A spot check by the Nation established that work on distribution project along the Nakuru -Eldama Ravine Road where the pipeline is passing ahead of the June completion, was gathering momentum.
Last week Water, Sanitation and Irrigation Chief Administrative Secretary Andrew Tuimur inspected the ongoing work.
65 PER CENT COMPLETE
At least more than 30 water reservoirs in Eldama Ravine, Mogotio in Baringo County and Rongai Sub-County in Nakuru are 65 per cent complete.
Mr Tuimur, who was accompanied by Central Rift Water Works Development Agency Chief Executive Officer Hosea Wendot and other officials from the ministry, said at least 10 reservoirs of different capacities were ready, while others are in various stages of construction.

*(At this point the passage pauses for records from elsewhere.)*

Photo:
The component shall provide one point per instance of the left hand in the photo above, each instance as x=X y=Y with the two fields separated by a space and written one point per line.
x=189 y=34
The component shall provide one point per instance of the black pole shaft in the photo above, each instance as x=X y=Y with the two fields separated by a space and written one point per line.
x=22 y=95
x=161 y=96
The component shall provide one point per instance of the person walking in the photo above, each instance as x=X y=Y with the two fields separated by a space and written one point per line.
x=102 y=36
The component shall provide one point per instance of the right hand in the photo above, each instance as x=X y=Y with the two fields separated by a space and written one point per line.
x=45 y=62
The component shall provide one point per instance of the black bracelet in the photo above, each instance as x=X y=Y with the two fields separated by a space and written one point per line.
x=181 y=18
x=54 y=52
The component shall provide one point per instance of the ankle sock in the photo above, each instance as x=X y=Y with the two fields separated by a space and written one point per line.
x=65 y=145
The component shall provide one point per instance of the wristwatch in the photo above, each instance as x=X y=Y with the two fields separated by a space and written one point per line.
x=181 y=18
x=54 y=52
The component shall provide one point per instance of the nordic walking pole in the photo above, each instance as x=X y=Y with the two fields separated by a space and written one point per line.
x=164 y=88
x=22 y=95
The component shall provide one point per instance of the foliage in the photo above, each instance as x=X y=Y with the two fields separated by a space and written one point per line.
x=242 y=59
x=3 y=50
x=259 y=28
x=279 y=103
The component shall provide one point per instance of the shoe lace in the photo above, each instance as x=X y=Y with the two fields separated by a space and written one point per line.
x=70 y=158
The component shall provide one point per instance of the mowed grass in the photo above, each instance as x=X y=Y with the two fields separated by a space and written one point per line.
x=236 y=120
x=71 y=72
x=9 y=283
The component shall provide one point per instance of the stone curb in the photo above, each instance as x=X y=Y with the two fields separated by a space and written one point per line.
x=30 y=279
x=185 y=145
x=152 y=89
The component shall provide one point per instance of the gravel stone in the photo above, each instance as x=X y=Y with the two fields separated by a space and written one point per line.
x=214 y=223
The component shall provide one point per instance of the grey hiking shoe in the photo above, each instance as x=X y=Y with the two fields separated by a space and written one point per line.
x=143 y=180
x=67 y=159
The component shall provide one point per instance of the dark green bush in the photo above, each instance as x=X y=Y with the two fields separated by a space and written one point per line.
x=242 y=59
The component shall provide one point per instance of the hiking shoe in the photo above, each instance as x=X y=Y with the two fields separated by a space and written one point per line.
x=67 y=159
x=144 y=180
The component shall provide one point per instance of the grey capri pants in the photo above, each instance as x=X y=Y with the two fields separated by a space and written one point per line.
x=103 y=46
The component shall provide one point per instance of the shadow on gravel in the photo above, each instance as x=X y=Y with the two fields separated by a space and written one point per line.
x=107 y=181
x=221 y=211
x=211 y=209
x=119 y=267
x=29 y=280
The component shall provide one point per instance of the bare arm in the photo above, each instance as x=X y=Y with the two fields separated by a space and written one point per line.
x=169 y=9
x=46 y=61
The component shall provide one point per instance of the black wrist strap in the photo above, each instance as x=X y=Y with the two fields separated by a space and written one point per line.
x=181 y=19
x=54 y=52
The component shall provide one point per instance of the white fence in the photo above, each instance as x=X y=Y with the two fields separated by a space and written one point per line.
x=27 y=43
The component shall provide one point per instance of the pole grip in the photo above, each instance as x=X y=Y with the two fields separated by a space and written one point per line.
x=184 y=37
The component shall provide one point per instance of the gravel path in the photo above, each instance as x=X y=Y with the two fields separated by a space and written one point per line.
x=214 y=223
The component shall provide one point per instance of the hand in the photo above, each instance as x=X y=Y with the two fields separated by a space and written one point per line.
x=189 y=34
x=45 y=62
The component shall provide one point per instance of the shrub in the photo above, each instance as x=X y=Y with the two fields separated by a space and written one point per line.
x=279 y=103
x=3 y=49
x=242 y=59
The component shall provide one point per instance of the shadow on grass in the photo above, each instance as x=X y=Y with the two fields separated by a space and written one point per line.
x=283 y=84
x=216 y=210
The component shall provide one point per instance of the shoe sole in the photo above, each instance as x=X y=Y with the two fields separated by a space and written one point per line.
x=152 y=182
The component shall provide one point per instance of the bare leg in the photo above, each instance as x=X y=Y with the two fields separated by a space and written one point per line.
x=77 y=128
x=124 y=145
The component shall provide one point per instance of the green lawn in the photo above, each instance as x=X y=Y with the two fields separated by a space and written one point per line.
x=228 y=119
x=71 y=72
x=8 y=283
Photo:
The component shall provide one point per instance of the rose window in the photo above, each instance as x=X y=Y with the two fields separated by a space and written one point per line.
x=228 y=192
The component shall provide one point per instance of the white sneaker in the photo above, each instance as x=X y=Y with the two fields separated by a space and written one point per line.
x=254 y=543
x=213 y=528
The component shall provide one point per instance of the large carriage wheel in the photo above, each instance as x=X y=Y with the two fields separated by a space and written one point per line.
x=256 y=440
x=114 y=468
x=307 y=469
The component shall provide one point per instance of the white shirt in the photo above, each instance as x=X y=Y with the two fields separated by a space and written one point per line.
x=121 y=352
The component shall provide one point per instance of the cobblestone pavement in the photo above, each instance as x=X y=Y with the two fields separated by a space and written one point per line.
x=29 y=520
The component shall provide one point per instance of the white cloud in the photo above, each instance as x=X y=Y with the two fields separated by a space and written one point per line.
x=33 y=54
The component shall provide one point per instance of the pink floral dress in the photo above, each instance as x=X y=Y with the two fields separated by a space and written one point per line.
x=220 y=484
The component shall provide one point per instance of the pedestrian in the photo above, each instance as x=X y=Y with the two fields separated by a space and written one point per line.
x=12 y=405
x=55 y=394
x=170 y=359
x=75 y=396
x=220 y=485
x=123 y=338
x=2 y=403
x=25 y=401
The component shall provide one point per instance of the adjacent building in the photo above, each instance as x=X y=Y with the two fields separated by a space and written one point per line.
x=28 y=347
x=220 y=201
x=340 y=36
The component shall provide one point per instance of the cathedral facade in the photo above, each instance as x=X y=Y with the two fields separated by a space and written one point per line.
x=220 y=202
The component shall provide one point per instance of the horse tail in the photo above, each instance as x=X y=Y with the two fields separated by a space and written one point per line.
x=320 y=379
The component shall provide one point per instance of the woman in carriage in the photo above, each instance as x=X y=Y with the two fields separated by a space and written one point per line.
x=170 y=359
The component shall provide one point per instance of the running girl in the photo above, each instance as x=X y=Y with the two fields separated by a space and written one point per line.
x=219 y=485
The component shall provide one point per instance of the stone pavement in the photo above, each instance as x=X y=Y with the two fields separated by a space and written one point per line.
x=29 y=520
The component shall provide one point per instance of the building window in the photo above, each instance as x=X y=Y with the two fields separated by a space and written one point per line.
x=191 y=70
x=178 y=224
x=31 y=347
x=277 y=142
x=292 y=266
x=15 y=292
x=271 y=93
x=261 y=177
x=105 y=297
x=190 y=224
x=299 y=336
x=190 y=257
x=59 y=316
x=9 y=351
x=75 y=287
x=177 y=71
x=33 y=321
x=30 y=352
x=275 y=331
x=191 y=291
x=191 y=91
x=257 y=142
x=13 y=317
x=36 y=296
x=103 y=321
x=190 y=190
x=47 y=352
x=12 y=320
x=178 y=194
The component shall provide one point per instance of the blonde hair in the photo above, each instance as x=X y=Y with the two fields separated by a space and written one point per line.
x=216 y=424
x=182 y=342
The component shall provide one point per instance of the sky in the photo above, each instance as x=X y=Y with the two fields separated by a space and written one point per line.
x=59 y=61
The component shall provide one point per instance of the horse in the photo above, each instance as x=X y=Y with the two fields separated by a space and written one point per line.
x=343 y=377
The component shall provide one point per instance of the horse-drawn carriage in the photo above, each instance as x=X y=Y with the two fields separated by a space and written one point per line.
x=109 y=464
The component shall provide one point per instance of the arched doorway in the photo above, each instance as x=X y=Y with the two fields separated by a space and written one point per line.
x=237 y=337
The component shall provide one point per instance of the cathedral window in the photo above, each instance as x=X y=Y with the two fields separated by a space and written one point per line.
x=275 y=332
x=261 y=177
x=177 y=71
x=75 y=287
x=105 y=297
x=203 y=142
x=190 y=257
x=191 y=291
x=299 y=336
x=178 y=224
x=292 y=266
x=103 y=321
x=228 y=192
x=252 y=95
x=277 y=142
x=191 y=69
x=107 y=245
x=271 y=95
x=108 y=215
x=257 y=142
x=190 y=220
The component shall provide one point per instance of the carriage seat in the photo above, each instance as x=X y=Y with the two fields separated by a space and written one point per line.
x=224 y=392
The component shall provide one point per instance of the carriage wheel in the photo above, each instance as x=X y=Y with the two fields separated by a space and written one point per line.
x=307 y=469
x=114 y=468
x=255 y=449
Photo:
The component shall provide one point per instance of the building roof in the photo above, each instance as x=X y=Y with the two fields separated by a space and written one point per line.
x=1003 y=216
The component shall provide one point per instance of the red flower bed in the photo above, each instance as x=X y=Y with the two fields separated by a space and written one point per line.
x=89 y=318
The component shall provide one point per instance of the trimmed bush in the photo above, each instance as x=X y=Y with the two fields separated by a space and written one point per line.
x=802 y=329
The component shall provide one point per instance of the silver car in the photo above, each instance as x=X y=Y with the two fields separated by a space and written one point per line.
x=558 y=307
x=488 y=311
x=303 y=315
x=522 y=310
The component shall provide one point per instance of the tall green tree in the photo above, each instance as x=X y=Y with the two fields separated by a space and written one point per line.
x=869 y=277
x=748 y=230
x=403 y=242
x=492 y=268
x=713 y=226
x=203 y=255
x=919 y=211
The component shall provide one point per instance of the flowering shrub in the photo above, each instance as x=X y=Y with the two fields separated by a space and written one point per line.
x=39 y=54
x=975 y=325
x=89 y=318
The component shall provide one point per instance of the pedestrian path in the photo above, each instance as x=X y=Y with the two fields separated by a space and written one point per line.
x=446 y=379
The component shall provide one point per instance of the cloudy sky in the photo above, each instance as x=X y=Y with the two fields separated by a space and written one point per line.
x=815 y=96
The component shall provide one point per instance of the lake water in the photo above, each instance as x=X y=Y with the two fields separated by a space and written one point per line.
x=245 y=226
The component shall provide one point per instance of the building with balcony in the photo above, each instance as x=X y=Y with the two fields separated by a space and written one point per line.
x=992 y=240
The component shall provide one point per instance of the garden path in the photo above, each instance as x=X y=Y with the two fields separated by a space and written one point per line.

"We want to make sure that the project is completed by June so that residents in these areas can start enjoying access to clean and uninterrupted water supply," said Mr Tuimur.

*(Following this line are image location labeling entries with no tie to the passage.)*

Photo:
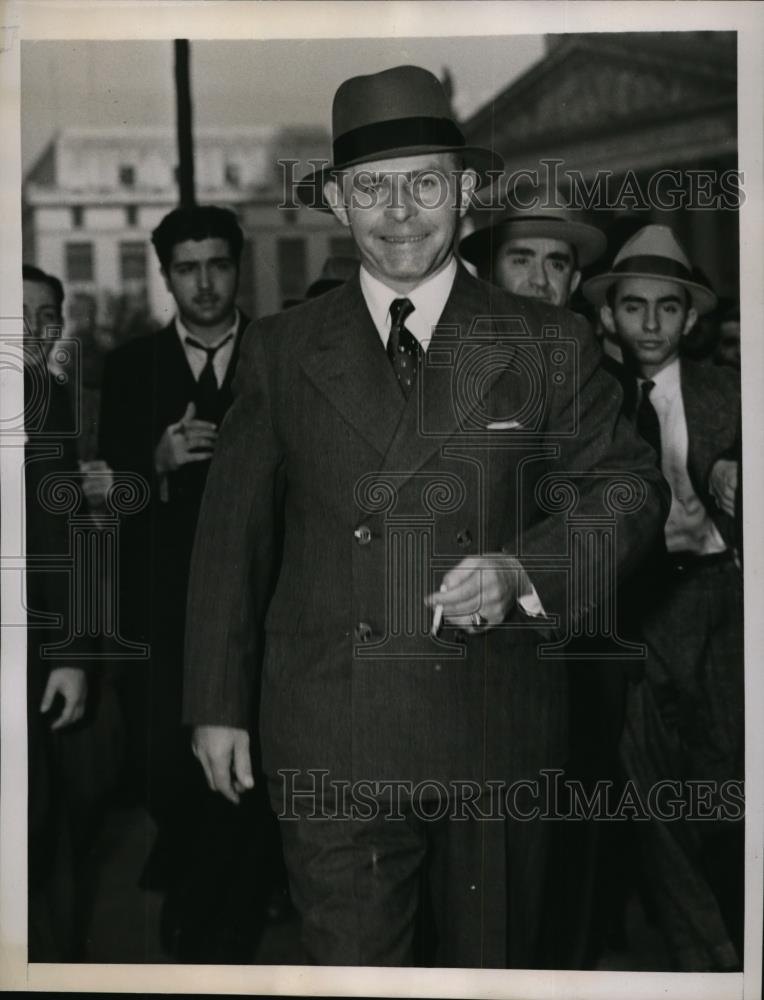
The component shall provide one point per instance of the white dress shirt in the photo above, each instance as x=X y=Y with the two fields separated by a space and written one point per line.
x=429 y=300
x=689 y=527
x=197 y=358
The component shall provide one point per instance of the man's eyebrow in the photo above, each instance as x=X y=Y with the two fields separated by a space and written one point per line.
x=409 y=175
x=641 y=299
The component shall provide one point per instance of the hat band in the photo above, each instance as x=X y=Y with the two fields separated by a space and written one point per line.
x=662 y=267
x=397 y=133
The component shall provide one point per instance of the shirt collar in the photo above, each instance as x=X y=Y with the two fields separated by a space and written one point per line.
x=183 y=331
x=429 y=300
x=666 y=380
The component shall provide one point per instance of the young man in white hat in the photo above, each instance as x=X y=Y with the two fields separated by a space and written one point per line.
x=685 y=719
x=537 y=247
x=360 y=562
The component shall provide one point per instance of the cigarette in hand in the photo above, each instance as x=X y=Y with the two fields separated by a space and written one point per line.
x=437 y=619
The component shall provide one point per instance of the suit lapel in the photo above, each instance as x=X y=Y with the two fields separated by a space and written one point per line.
x=444 y=403
x=347 y=363
x=706 y=414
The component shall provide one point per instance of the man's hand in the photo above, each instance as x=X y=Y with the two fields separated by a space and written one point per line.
x=189 y=440
x=487 y=586
x=722 y=484
x=72 y=684
x=97 y=481
x=223 y=752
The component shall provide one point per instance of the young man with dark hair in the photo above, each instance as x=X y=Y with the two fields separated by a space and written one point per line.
x=163 y=399
x=684 y=720
x=535 y=248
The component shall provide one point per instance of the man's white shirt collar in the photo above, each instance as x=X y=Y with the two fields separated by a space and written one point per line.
x=667 y=381
x=429 y=300
x=183 y=332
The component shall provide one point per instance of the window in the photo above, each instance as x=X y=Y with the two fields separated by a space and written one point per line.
x=127 y=175
x=79 y=261
x=291 y=258
x=132 y=261
x=246 y=296
x=232 y=174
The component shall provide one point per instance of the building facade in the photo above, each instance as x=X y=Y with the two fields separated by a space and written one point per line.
x=640 y=128
x=94 y=196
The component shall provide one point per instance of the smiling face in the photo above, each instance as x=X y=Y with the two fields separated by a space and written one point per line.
x=42 y=315
x=403 y=214
x=537 y=267
x=649 y=317
x=202 y=277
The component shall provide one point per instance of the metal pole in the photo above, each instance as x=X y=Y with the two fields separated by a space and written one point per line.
x=187 y=193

He toured at least four reservoirs in Kabarak, Kiptoim, Kelelwa and Eldama Ravine before inspecting construction of a mega treatment plant at the Sh5.5 billion Chemususu Dam.
The multibillion-shilling project is a flagship project of the Jubilee Administration. Already pipes have been laid from Chemususu Dam to Mogotio.
"We want to serve people as far as we can. We want to reach as many people as possible," he said.
President Kenyatta and DP William Ruto commissioned the 45-metre high dam with a capacity of 12 million cubic metres of water in 2017.
It is also expected to serve residents in Esageri, Solian, Muserechi, Kabimoi, Saos and Rafiki. Mr Wendot assured locals that the project was firmly on course.
He said that more than 20 reservoirs are in Baringo County while the rest are in Nakuru.
"It is a big project and more than 600, 000 people are going to benefit," he said.
"It will be a big relief for locals considering that the area is normally dry and mostly relies on seasonal rivers," added Mr Wendot.